Várias ações em 2ª instância já tiveram o trancamento, por fragilidades em suas estruturas e argumentos. Na Vara Criminal, somente com novo juiz a partir de 2023, surgiram sinais de que poderemos ter esperanças de julgamentos justos. Porém, até hoje persistem restrições extremas, injustificadas, como o bloqueio de bens de dezenas de pessoas, dentre as quais não há uma sequer que seja acusada de enriquecimento ilícito.

A condenação dos escolhidos para serem perseguidos já ocorreu. São oito anos de sofrimento. Foram tolhidas carreiras profissionais promissoras; destruíram-se relacionamentos, projetos pessoais, com impacto direto na saúde de pessoas de bem. Enfim, uma morte civil de dezenas de brasileiros, aniquilados sem mais nem menos.

Os acontecimentos, à medida do passar dos anos, mostram a existência de uma estratégia para desacreditar e criminalizar a gestão dos fundos e privatizar sua gestão, a exemplo do que já foi feito em outros países. Nessa tragédia, bilhões de reais foram perdidos, com destruição de valor de diversos empreendimentos que eram ou tinham tudo para serem exitosos. Foram milhares de empregos extintos; as indústrias naval, de engenharia e consultoria, de infraestrutura urbana, de energia e de petróleo tiveram danos gigantescos.

O mais estarrecedor é que o tempo passa e a concepção da mídia hegemônica mantém-se a mesma, como se nada tivesse acontecido. Até hoje insistem no discurso falso de que houve desvios por gestores que possuíam afinidades políticas, tendo como consequência o que chamam de “rombos” nas entidades. Uma mentira deslavada, que não resiste ao exame isento dos fatos. Tais vozes são incapazes de reconhecerem que a realidade não condiz com suas manifestações.

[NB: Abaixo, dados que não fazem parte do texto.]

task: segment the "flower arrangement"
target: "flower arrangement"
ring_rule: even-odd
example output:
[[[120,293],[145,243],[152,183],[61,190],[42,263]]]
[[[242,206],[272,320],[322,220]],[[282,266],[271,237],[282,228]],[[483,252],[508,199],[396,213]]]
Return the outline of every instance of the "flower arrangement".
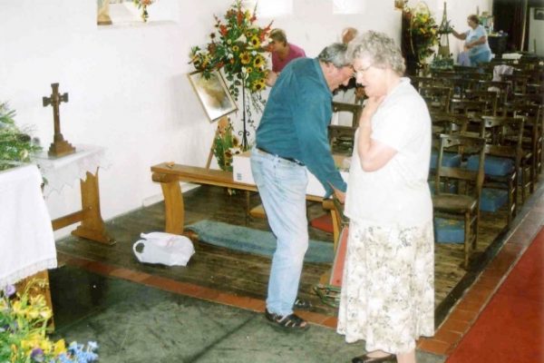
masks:
[[[203,48],[193,46],[189,54],[189,64],[202,72],[206,78],[212,71],[222,70],[230,94],[236,101],[241,89],[244,127],[247,114],[248,123],[254,128],[250,104],[257,112],[262,112],[265,105],[261,91],[266,87],[268,70],[264,53],[269,51],[267,35],[272,25],[270,23],[264,28],[258,26],[256,11],[257,5],[250,12],[242,8],[241,0],[236,0],[224,19],[214,15],[216,30],[209,34],[210,42]],[[248,96],[250,103],[246,103]],[[245,132],[243,136],[245,140]],[[247,146],[244,144],[244,147]]]
[[[15,125],[15,112],[6,103],[0,103],[0,171],[28,162],[42,150],[27,132]]]
[[[13,285],[0,291],[0,362],[90,363],[98,360],[98,345],[63,339],[51,341],[46,335],[52,311],[44,295],[36,293],[47,282],[33,280],[22,294]]]
[[[132,2],[139,9],[141,9],[141,20],[143,20],[144,23],[147,22],[147,19],[150,17],[147,7],[153,4],[155,0],[132,0]]]
[[[438,44],[438,25],[425,3],[420,2],[403,10],[403,43],[405,53],[415,57],[418,66],[426,64],[427,58],[434,54]]]
[[[213,141],[213,154],[221,170],[232,172],[232,156],[242,152],[239,140],[234,135],[232,124],[227,118],[218,123]]]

O ataque aos fundos de pensão, especialmente aqueles ligados a empresas públicas, não cessa. Recentemente, uma reunião do presidente Lula com gestores das maiores entidades foi novamente motivo de editoriais e críticas descaradas. É incrível: pode-se fazer reuniões com empresas daqui, do exterior, com bancos, com qualquer um, menos com gestores da previdência complementar. Os que criticam são os mesmos que comemoram os investimentos feitos por fundos de pensão de outros países, que aqui aportam recursos quando avaliam projetos promissores. É um contrassenso.

Essa é uma perversa faceta da realidade brasileira que se impõe como uma pós-verdade. O fato, real mas desprezado, é que a “Operação Greenfield” trouxe um enorme prejuízo para o país e há fortes indicações de desvios associados à sua gênese e sua evolução.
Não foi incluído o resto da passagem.